WORLD WAR I ROTUNDA SCULPTOR
Bruce Wilder Saville
Sculptor Bruce Wilder Saville created the large bronze "Victorious Soldier" sculpture and 4 bas-relief panels that were originally part of the War Memorial Wing of the old State Museum in what is now the Cartoon Library lobby. Saville began art studies at the Boston Art Normal School and traveled to Paris to study art. At the beginning of WWI, Saville enlisted in the French Ambulance Corps and served for for a year transferring to the U.S. Army Corps of Engineers in 1917 when the US entered the war.
Saville’s military service during World War I gave him artistic insight into the emotions of war, H. Hobart Holly wrote in an article published in the Spring 1986 newsletter of the Quincy Historical Society. “His art career was then interrupted by service in World War I, an experience which undoubtedly gave him true feeling for the war memorials he would create,” Holly wrote.
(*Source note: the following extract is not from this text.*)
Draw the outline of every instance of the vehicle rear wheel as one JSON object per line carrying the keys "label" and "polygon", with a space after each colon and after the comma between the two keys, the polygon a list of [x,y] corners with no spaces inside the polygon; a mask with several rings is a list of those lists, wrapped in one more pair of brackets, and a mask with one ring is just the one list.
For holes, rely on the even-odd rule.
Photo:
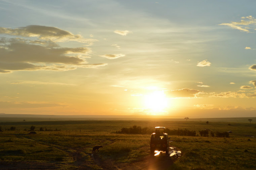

After working for four years in the studios of Theo Alice Ruggles Kitson and Henry Hudson Kitson, Saville moved to Columbus, OH in 1921 where he headed Ohio State’s department of sculpture (1921-1925) and also taught a modeling class at the Columbus Art School (now CCAD) until 1925. In 1925 he returned to Boston to sculpt full-time and later moved to New York City. In the 1932 he moved to Santa Fe, New Mexico to study American Indian crafts and culture and he resided and worked there until his death in 1938 from influenza at the age of 46.
Saville has twenty-three works listed in the Smithsonian American Art Museum’s Art Inventories Catalog.